Elizabeth's discussion of communication models sent me back to the PR textbook I used in graduate school. Grunig and Hunt identified four PR Communication Models in Managing Public Relations [James E. Grunig and Todd Hunt, Harcourt, Bace Jovanovich (1984), p. 21].

The two earliest forms of PR communication, according to the authors, were one-way publicity (such as a publicist promoting a movie), followed by the less overtly commercial communication of one-way public information (such as may be practiced by a government public affairs officer).

Grunig and Hunt held that public relations functions at a higher level when it practices two-way communication. They saw corporate PR largely functioning at the level of two-way asymmetric communication, and some regulated utilities achieving the ideal of two-way symmetric communication.
Few, if any, ever achieve completely symmetrical communication. The authors saw this ideal as the ultimate future, but their model comes from a pre-deregulation, pre-corporate downsizing period when big PR staffs served large bureaucratic organizations.
Most of 20th Century PR was largely based on (and depended on) a mass communication/broadcast model. FM radio, cable TV and the Internet all contributed to undermining the broadcast model.
Much like the 19th century railroad, 20th century communication originated from major hubs.
4 Networked Communication Models
From my reading and observation of what has happened since the 'net disrupted these tidy models, we now have at least four networed models with which to contend.

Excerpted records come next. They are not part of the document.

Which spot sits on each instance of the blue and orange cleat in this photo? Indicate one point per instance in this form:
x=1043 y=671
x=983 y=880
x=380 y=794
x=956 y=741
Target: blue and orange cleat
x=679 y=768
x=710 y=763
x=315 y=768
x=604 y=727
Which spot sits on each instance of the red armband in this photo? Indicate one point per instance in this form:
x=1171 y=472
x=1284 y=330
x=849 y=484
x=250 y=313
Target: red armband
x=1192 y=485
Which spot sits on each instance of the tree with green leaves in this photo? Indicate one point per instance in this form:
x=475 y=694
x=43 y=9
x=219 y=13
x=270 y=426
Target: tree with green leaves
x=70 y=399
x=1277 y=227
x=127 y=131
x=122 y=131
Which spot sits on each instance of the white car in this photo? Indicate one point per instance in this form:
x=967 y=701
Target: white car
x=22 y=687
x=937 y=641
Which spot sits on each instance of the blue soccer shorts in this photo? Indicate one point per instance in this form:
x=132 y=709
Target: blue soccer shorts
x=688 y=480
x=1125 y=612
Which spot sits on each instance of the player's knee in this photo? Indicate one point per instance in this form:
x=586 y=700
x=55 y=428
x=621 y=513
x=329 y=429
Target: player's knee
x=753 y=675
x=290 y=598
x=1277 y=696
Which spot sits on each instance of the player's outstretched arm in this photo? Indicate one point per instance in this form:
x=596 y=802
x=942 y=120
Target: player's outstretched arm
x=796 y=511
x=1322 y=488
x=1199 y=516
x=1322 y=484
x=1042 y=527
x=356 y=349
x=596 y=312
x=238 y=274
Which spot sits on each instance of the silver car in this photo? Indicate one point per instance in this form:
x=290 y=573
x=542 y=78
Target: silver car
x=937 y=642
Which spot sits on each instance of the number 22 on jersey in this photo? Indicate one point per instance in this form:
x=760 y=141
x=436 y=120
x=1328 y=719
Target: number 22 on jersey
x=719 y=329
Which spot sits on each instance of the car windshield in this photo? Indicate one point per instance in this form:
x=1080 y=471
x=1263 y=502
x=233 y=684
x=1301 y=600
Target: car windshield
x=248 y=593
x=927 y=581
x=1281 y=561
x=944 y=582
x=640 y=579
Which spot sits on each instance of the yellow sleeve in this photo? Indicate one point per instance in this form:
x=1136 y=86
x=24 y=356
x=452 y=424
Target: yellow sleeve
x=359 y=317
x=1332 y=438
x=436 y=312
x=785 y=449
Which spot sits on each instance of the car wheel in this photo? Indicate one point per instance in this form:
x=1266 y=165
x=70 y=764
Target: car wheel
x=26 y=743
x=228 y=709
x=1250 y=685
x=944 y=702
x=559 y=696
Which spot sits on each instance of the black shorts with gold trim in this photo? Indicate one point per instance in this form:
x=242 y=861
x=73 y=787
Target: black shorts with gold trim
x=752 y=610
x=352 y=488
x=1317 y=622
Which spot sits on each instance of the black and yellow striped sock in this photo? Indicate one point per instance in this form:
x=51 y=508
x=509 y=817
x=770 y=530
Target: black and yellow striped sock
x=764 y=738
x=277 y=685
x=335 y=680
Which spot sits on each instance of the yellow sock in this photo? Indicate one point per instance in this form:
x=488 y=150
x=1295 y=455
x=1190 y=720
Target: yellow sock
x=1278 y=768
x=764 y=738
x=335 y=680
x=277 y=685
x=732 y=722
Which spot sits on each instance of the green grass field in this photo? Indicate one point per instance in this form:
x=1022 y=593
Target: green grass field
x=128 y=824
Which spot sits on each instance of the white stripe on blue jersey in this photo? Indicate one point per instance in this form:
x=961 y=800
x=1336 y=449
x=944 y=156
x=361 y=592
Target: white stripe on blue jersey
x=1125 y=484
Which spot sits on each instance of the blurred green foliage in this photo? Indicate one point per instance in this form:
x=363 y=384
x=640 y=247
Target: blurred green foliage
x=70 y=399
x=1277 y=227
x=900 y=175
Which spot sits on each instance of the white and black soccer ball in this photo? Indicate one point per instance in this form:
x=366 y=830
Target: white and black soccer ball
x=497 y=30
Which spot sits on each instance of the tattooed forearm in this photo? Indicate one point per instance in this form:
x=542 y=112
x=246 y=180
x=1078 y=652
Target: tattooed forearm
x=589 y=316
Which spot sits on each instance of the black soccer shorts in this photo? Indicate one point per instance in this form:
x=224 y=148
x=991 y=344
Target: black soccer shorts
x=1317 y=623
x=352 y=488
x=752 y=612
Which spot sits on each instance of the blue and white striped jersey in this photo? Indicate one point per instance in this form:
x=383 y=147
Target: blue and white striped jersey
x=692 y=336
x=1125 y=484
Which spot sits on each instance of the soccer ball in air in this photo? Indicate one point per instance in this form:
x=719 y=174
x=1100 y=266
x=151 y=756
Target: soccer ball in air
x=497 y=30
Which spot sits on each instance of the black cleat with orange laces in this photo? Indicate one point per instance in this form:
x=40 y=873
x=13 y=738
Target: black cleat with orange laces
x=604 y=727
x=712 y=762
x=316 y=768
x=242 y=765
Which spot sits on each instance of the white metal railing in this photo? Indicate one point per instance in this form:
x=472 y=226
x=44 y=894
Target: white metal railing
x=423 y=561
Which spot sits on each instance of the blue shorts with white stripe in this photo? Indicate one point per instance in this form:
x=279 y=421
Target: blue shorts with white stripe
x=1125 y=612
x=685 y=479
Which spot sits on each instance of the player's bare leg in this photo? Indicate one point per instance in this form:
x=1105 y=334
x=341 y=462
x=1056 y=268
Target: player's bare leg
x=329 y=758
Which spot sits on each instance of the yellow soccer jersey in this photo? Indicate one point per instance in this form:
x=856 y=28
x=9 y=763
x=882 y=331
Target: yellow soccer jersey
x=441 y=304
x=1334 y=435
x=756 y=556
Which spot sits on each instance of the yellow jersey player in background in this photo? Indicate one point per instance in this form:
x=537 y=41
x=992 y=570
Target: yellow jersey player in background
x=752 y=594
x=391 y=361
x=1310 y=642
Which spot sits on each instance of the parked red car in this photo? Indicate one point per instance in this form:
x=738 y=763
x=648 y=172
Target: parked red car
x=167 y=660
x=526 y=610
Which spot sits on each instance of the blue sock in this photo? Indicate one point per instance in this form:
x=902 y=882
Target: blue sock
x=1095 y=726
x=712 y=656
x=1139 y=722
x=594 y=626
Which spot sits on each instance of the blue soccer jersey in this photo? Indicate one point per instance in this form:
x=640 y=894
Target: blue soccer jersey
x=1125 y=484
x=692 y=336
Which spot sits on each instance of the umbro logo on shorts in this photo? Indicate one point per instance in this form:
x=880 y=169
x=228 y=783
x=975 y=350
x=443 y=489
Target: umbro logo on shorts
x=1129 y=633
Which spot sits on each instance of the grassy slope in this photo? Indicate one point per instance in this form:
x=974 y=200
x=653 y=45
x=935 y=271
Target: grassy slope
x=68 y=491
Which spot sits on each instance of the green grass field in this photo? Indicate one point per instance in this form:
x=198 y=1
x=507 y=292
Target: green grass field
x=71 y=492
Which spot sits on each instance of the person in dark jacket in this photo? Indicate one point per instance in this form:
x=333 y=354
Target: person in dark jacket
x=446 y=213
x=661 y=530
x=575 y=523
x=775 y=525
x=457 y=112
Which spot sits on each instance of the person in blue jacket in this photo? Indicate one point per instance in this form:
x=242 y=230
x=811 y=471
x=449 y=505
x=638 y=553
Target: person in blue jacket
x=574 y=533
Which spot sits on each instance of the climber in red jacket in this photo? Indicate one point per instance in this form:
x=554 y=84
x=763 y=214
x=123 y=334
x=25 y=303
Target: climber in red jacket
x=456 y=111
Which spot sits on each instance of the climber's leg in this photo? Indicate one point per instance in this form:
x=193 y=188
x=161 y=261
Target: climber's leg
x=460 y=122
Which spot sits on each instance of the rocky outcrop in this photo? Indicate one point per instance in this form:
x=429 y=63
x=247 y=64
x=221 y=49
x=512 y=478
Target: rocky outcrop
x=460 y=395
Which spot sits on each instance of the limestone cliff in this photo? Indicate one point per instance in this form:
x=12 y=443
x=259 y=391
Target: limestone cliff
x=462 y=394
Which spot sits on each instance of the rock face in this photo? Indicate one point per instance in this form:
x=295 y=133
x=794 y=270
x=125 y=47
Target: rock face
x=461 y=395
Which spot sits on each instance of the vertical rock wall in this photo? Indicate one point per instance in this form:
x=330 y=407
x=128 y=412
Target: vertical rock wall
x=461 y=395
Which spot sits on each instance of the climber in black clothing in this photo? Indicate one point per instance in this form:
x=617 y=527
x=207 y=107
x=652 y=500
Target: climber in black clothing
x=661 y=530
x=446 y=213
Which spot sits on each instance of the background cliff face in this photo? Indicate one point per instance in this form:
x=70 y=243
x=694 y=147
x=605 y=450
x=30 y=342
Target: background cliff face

One-to-One Communication: there is no center. Each node may enter into direct dialog with any other node. E-mail between individuals is the most used (and abused) form of electronic communication today. It may be strictly one-to-one, one-to-many (cc and bcc) or one-to-too-many (Spam).

One-to-Many Communication: a Web site (or a blog) may function as a one-way public information medium, but at any time an individual visitor may choose to enter into personal one-to-one communication. For those visitors who remain anonymous, Web traffic logs serve as a feedback loop, providing information on otherwise anonymous visitor preferences and user experience
Smart Web designers strive to provide opportunities and enticements for anonymous visitors to interact through Web forms; thus revealing their identity. You don’t have to be an e-commerce site to benefit from this type of interaction. For example, in both B2B and B2C sites, Web forms provide an opportunity to enter into dialog with a visitor.

Many-to-One Communication: a group of individuals with a shared interest may enter into communication about and interaction with an organization—even influence it. Individuals may post comments (positive or negative) about a product or service in a discussion list on a manufacturer’s (or distributor’s) Web site, about a movie or video game on a fan site, on a blog, on a moderated or un-moderated discussion list (e-mail) or a USENET discussion list. An organization may attempt to monitor or (carefully) influence these discussions (perhaps resulting in positive “buzz”).

One-to-Many-to-Many Communication: According to Jim Hagel, former chief strategy officer of Twelve Entrepreneuring and before that head of strategy and e-commerce at McKinsey & Company, customers don’t want a one-to-one relationship with a vendor but one-to-many vendors, plus one-to-many of each vendor’s customers. Hagel predicts “infomediaries” or agents who will broker the exchange of information on the Web between customers and corporations. These already exist in large number for e-commerce transactions.